The history of data compression dates back to the 1960s when work began on video conferencing systems at AT&T’s Bell Laboratories. By the early 1980s, Karlheinz Brandenburg began working on digital music compression as a doctoral student at Germany’s Erlangen-Nuremberg University.
In April 1989, the Fraunhofer Institute for Integrated Circuits of Fürth, Germany, which Brandenburg had joined, received a German patent for MP3 — an abbreviation of MPEG audio layer 3. MP3 was the outcome of a collaboration between Brandenburg, working as a postdoctoral researcher at AT&T-Bell Labs with James Johnston, and Fraunhofer. On July 14, 1995, the Fraunhofer team chose “.mp3” as the official file name extension.

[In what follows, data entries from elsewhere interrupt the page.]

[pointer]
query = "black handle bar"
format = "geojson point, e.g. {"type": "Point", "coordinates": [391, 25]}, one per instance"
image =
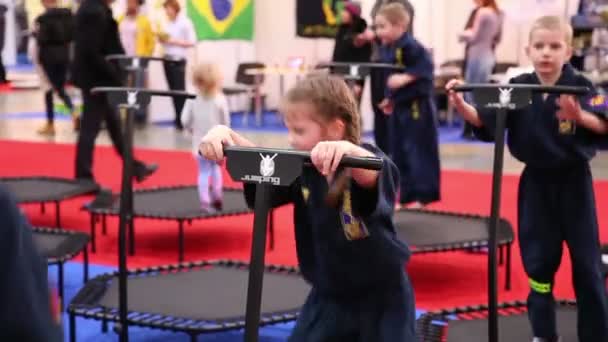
{"type": "Point", "coordinates": [360, 65]}
{"type": "Point", "coordinates": [152, 92]}
{"type": "Point", "coordinates": [370, 163]}
{"type": "Point", "coordinates": [532, 87]}
{"type": "Point", "coordinates": [143, 58]}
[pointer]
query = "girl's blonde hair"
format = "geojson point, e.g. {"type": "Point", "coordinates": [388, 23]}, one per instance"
{"type": "Point", "coordinates": [207, 78]}
{"type": "Point", "coordinates": [332, 99]}
{"type": "Point", "coordinates": [395, 13]}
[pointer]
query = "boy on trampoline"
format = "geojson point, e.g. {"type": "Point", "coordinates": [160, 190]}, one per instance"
{"type": "Point", "coordinates": [199, 115]}
{"type": "Point", "coordinates": [409, 101]}
{"type": "Point", "coordinates": [555, 138]}
{"type": "Point", "coordinates": [349, 252]}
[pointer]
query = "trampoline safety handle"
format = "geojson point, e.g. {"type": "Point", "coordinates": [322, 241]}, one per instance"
{"type": "Point", "coordinates": [370, 163]}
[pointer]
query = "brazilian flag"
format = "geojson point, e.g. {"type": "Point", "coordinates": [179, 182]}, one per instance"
{"type": "Point", "coordinates": [222, 19]}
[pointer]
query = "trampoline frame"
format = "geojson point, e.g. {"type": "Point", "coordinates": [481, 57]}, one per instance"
{"type": "Point", "coordinates": [101, 213]}
{"type": "Point", "coordinates": [54, 199]}
{"type": "Point", "coordinates": [430, 327]}
{"type": "Point", "coordinates": [60, 261]}
{"type": "Point", "coordinates": [82, 304]}
{"type": "Point", "coordinates": [504, 244]}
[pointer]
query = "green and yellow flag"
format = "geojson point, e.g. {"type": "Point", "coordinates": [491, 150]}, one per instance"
{"type": "Point", "coordinates": [222, 19]}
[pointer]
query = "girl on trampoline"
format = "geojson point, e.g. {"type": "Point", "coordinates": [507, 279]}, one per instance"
{"type": "Point", "coordinates": [348, 252]}
{"type": "Point", "coordinates": [199, 115]}
{"type": "Point", "coordinates": [555, 137]}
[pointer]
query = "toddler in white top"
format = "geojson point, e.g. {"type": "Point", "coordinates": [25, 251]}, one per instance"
{"type": "Point", "coordinates": [207, 110]}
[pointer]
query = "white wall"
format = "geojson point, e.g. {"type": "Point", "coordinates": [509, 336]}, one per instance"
{"type": "Point", "coordinates": [9, 53]}
{"type": "Point", "coordinates": [437, 24]}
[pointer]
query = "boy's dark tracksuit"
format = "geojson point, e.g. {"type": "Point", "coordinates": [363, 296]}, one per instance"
{"type": "Point", "coordinates": [556, 204]}
{"type": "Point", "coordinates": [414, 137]}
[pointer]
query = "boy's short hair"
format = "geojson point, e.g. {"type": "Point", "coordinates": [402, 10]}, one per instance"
{"type": "Point", "coordinates": [206, 77]}
{"type": "Point", "coordinates": [395, 13]}
{"type": "Point", "coordinates": [331, 98]}
{"type": "Point", "coordinates": [553, 23]}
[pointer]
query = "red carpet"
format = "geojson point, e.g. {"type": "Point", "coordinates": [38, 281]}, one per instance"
{"type": "Point", "coordinates": [440, 280]}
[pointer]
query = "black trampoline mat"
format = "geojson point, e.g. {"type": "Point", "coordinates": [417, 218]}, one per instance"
{"type": "Point", "coordinates": [207, 294]}
{"type": "Point", "coordinates": [427, 229]}
{"type": "Point", "coordinates": [511, 328]}
{"type": "Point", "coordinates": [57, 245]}
{"type": "Point", "coordinates": [42, 189]}
{"type": "Point", "coordinates": [182, 202]}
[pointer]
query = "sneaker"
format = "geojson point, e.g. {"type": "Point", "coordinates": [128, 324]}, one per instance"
{"type": "Point", "coordinates": [47, 129]}
{"type": "Point", "coordinates": [542, 339]}
{"type": "Point", "coordinates": [218, 205]}
{"type": "Point", "coordinates": [416, 205]}
{"type": "Point", "coordinates": [75, 122]}
{"type": "Point", "coordinates": [144, 171]}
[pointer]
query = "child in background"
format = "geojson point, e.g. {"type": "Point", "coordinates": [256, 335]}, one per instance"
{"type": "Point", "coordinates": [347, 48]}
{"type": "Point", "coordinates": [54, 33]}
{"type": "Point", "coordinates": [410, 102]}
{"type": "Point", "coordinates": [207, 110]}
{"type": "Point", "coordinates": [555, 137]}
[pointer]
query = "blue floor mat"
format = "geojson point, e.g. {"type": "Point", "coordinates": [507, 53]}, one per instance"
{"type": "Point", "coordinates": [88, 330]}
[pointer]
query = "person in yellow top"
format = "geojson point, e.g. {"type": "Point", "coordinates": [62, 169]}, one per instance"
{"type": "Point", "coordinates": [136, 33]}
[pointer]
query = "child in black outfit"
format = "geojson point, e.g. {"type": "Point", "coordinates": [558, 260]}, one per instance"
{"type": "Point", "coordinates": [349, 253]}
{"type": "Point", "coordinates": [555, 137]}
{"type": "Point", "coordinates": [347, 48]}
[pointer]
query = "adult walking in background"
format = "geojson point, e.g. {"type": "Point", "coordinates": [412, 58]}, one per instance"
{"type": "Point", "coordinates": [481, 35]}
{"type": "Point", "coordinates": [381, 120]}
{"type": "Point", "coordinates": [95, 37]}
{"type": "Point", "coordinates": [177, 37]}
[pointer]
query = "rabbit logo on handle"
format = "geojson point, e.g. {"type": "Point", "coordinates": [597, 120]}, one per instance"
{"type": "Point", "coordinates": [505, 96]}
{"type": "Point", "coordinates": [267, 165]}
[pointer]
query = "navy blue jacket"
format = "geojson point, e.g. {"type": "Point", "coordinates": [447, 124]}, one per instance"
{"type": "Point", "coordinates": [25, 310]}
{"type": "Point", "coordinates": [351, 251]}
{"type": "Point", "coordinates": [95, 37]}
{"type": "Point", "coordinates": [416, 61]}
{"type": "Point", "coordinates": [534, 135]}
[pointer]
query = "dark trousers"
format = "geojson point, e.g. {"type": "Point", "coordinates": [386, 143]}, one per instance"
{"type": "Point", "coordinates": [389, 316]}
{"type": "Point", "coordinates": [96, 109]}
{"type": "Point", "coordinates": [415, 150]}
{"type": "Point", "coordinates": [382, 133]}
{"type": "Point", "coordinates": [557, 206]}
{"type": "Point", "coordinates": [175, 72]}
{"type": "Point", "coordinates": [56, 73]}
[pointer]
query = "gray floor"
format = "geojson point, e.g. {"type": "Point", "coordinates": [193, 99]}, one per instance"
{"type": "Point", "coordinates": [453, 156]}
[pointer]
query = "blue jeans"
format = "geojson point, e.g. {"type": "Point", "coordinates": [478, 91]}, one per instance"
{"type": "Point", "coordinates": [206, 169]}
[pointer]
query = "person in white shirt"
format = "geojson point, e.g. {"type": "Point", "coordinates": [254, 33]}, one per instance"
{"type": "Point", "coordinates": [207, 110]}
{"type": "Point", "coordinates": [177, 37]}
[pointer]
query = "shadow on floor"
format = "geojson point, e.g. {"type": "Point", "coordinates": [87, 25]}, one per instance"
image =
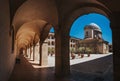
{"type": "Point", "coordinates": [95, 70]}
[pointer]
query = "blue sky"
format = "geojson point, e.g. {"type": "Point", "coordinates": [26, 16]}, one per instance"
{"type": "Point", "coordinates": [77, 28]}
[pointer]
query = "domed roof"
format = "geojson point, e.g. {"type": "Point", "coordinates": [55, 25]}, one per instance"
{"type": "Point", "coordinates": [93, 26]}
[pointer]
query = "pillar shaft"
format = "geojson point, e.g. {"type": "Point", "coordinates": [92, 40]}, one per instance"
{"type": "Point", "coordinates": [62, 64]}
{"type": "Point", "coordinates": [115, 24]}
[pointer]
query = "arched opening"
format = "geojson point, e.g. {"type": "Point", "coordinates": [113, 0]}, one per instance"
{"type": "Point", "coordinates": [92, 36]}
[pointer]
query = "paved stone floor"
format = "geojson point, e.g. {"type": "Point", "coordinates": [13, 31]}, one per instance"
{"type": "Point", "coordinates": [94, 70]}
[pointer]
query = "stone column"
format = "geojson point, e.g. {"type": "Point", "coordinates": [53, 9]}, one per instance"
{"type": "Point", "coordinates": [115, 24]}
{"type": "Point", "coordinates": [40, 53]}
{"type": "Point", "coordinates": [62, 64]}
{"type": "Point", "coordinates": [33, 52]}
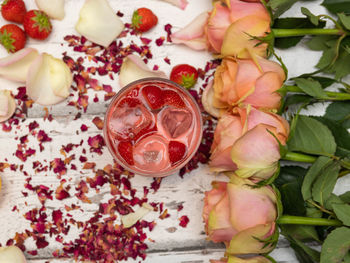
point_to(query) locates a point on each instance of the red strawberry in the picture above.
(143, 19)
(129, 102)
(125, 150)
(37, 24)
(154, 96)
(173, 99)
(184, 75)
(12, 37)
(13, 10)
(177, 151)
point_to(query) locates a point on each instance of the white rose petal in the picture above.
(99, 23)
(15, 66)
(133, 68)
(53, 8)
(49, 80)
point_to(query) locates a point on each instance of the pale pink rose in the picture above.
(232, 259)
(236, 212)
(245, 81)
(235, 18)
(243, 143)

Brandenburg reportedly used a CD recording of Suzanne Vega’s song Tom’s Diner to refine the MP3 compression algorithm, which is why some call Vega “The Mother of MP3.” What makes the MP3 codec so outstanding is its pervasive cultural footprint. Propelled by such über-hot music swapping sites as Napster, MP3 became so popular that the term outranked “sex” in search for a brief period in 1999, according to Nielsen/NetRatings. A remarkable achievement, considering the codec’s techie history.
And if lifestyle changes take their cue directly from the ascent of codecs, one can only surmise from the ongoing reports of the development of ever-more-efficient compression algorithms that life will only speed up further in the future, explaining the significance of Fraunhofer’s new VVC codec.
Advances in codecs help accelerate data transfer speeds, allowing for more rapid consumption of entertainment; a faster distillation of data; and more rapid processing of elaborate communication protocols.
Google has developed an open and royalty-free video encoding format, VP9, which is considered an equal to its competition — MPEG’s High Efficiency Video Coding (HEVC or H.265). H.265, which is used primarily for 4K content, is nearly twice as efficient as H.264, the Blu-ray standard. VVC one-ups that.
While this descent into technical minutiae may appear to be going overboard, the key point here is that compression/decompression algorithms play a crucial role in accelerating data delivery. As codecs become progressively more powerful, H.265 is nearly 50% more efficient than the previous H.264 generation, while VVC is 50% more efficient than H.265, one can quickly surmise that as codecs increase throughput, so will the ability of humans to accomplish things much faster.
Codecs are the centrifugal force behind the Time Compression Ubertrend — the eye of the storm.